Les rétentions à poumons pleins évoquent l'expansion, l'ouverture, la circulation, elles sont une impulsion vers l'extérieur. Les rétentions à poumons vides sont l'inverse, la contraction, la rétraction, l'aspiration, le retour à un point central, sans temps ni espace, elles coagulent et immobilisent l'énergie et la pensée. Le plein est en rapport avec la vie, le mouvement, l'extérieur, le vide est en rapport avec la mort, l'immobilité, la solitude et l'intérieur. Toutes ces raisons et différences font que le plein est plus facile, mieux accepté, que le vide.

Sur le plan physiologique c'est la quantité d'oxygène contenu dans le sang qui détermine la capacité à tenir plus ou moins longtemps une rétention.

Au plan énergétique les données changent, et ce qui va déterminer les durées des rétentions n'est pas l'oxygène mais la capacité que l'individu a acquis à modifier les processus moteurs du souffle entre oxygène et énergie. En d'autres termes, plus la respiration génère d'énergies, moins le besoin d'oxygène intervient dans la rétention.

Sur le plan mental l'état de concentration est déterminant. Si la concentration est instable durant une rétention, cela laisse la porte ouverte aux réactions émotives et aux différentes sensations qu'elles engendrent, comme l'étouffement, le mal être, l'angoisse, la peur. En réalité, que l'on fasse une rétention à poumons pleins ou à poumons vides, il y a finalement peu d'écart en ce qui concerne la quantité d'oxygène, quel que soit le rythme ou la modalité respiratoire qui précède la rétention. Cela se joue ailleurs, dans la perception, dans la sensation presque toujours inconsciente que le plein est la vie, et que le vide est la mort.

A la naissance, l'être humain accède à la vie extérieure par le vide, ses poumons sont sans air, mais il accède également à la mort par le vide. Quand il meurt, il rend son dernier souffle et reste dans le vide. Il faut donc prendre en considération l'ensemble de ces raisons pour comprendre pourquoi les rétentions poumons vides sont bien plus difficiles que les rétentions poumons pleins.

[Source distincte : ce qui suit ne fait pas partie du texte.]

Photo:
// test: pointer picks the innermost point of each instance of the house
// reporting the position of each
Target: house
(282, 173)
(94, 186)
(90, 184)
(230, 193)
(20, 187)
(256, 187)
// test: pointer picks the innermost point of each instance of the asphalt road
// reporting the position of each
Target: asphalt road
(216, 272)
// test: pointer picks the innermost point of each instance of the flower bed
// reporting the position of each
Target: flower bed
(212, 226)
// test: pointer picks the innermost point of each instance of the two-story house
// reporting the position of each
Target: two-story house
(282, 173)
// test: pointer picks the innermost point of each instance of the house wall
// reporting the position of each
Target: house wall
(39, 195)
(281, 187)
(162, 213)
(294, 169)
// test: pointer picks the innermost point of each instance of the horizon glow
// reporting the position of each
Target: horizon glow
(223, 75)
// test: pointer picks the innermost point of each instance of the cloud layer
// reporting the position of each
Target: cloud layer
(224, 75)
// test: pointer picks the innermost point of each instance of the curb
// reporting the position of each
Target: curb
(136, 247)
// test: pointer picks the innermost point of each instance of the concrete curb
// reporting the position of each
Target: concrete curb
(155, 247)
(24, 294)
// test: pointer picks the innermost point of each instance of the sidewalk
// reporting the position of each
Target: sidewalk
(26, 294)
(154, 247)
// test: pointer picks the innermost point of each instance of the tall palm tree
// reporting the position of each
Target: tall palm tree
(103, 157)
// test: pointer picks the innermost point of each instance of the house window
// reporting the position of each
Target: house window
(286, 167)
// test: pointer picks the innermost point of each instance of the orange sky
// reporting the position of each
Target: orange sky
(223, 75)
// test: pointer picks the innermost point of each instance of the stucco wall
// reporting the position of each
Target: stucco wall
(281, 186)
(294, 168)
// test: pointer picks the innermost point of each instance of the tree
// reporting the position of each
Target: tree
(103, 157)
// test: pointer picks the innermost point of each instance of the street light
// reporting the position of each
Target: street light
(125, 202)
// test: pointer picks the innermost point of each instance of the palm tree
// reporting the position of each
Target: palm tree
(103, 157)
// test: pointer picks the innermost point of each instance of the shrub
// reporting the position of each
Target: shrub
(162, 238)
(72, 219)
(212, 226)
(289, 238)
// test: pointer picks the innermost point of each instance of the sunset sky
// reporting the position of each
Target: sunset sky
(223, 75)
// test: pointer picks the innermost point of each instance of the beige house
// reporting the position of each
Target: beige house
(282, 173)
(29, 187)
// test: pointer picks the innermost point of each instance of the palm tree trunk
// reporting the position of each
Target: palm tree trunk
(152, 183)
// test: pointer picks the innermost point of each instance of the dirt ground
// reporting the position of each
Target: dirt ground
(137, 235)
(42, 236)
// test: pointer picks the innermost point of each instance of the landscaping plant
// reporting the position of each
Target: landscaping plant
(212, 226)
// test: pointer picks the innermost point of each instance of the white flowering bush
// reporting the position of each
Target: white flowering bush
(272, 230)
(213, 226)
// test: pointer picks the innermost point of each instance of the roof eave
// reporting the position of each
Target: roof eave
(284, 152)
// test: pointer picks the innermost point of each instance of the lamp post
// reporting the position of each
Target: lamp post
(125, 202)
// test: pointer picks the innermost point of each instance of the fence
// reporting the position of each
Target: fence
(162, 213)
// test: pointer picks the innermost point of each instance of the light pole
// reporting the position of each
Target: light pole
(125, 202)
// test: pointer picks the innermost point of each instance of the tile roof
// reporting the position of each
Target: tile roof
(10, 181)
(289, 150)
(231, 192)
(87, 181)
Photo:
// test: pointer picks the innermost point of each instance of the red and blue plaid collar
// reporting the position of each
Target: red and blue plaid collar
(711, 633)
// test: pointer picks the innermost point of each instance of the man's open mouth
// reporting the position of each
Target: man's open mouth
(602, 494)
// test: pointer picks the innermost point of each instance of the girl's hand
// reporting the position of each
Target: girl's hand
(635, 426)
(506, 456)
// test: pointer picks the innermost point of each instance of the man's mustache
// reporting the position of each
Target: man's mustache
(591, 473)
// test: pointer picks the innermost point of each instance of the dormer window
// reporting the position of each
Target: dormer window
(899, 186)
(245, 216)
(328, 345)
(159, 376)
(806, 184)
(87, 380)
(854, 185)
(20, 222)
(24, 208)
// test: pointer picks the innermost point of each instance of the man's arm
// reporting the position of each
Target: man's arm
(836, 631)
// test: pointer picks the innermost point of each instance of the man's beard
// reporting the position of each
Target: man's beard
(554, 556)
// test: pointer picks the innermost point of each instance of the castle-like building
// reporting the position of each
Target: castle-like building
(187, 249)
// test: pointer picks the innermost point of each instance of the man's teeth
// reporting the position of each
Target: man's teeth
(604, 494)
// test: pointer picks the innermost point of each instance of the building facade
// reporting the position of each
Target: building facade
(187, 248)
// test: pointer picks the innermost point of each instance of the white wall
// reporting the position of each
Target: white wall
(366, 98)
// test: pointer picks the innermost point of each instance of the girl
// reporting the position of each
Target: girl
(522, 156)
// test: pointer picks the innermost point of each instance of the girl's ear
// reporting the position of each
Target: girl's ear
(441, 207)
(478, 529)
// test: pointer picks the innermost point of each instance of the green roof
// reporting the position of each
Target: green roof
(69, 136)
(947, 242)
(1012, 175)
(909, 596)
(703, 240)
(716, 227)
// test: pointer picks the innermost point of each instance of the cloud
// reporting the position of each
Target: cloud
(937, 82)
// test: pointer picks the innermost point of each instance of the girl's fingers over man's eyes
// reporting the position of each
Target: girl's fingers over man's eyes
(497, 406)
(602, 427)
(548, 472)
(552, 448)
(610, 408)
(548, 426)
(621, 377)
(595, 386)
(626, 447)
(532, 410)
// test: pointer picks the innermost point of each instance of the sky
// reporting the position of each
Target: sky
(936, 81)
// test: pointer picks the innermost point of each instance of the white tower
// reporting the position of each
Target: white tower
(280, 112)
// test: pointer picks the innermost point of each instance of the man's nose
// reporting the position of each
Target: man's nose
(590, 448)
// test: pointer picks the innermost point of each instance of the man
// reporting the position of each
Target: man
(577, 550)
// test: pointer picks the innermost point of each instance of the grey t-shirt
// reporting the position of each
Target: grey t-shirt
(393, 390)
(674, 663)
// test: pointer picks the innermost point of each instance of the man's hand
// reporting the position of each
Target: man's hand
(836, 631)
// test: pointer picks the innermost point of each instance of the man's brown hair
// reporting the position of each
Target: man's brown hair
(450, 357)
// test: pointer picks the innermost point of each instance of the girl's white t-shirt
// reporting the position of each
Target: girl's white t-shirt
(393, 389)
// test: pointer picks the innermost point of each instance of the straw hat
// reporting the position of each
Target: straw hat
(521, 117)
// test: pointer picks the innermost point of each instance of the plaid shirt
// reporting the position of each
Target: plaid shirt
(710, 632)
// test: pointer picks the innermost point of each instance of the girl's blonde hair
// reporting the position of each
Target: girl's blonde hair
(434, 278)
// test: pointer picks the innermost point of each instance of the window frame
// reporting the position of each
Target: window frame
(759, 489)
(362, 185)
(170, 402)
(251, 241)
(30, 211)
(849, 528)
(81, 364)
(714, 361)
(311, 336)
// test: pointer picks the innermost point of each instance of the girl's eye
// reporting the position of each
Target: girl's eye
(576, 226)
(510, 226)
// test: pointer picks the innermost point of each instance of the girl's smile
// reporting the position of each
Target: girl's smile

La vie sans immobilité, sans silence, sans solitude, ne nous apprend rien, ne nous délivre pas d'enseignement, ne nous libère pas des conditionnements de l'espèce et de nos éducations, soient-elles parentales ou sociales. La vie sans la vision lucide de l'inévitable échéance qu'est la mort nous englue dans la fuite en avant de la consommation et des faire valoir qui nous font attribuer plus de réalité et d'importance à l'extérieur qu'à l'intérieur.

La mort est la grande initiatrice qui, si on n'est pas familier avec elle, ne peut pas nous apprendre à vivre libres et sans peur, nous apprendre la valeur de l'éphémère et l'immense légèreté qu'il y a à savourer dans l'instant présent.

Les rétentions à poumons vides sont directement liées à tout cela, elles sont le grand raccourci. L'espace dans lequel elles nous mènent est celui du vide et de la mort. Il n'y a pour autant aucune morbidité ici, car vie et mort sont les deux faces d'une même pièce, l'existence. Elles sont le grand raccourci car elles nous conduisent directement à cette rencontre alors que les événements de la vie, et surtout notre attitude en le traversant, nous incitent plutôt à l'évitement ou à éluder la rencontre. Pour se libérer de la peur de la mort qui contamine nos attitudes, notre façon d'être, qui nous pousse à la consommation pour nous rassurer, qui génère toutes nos autres peurs sans même que nous le sachions, il n'y a pas d'autres solutions que cette rencontre. C'est la seule façon de la démystifier et d'en faire, si on peut dire, une alliée pour traverser sereinement la vie.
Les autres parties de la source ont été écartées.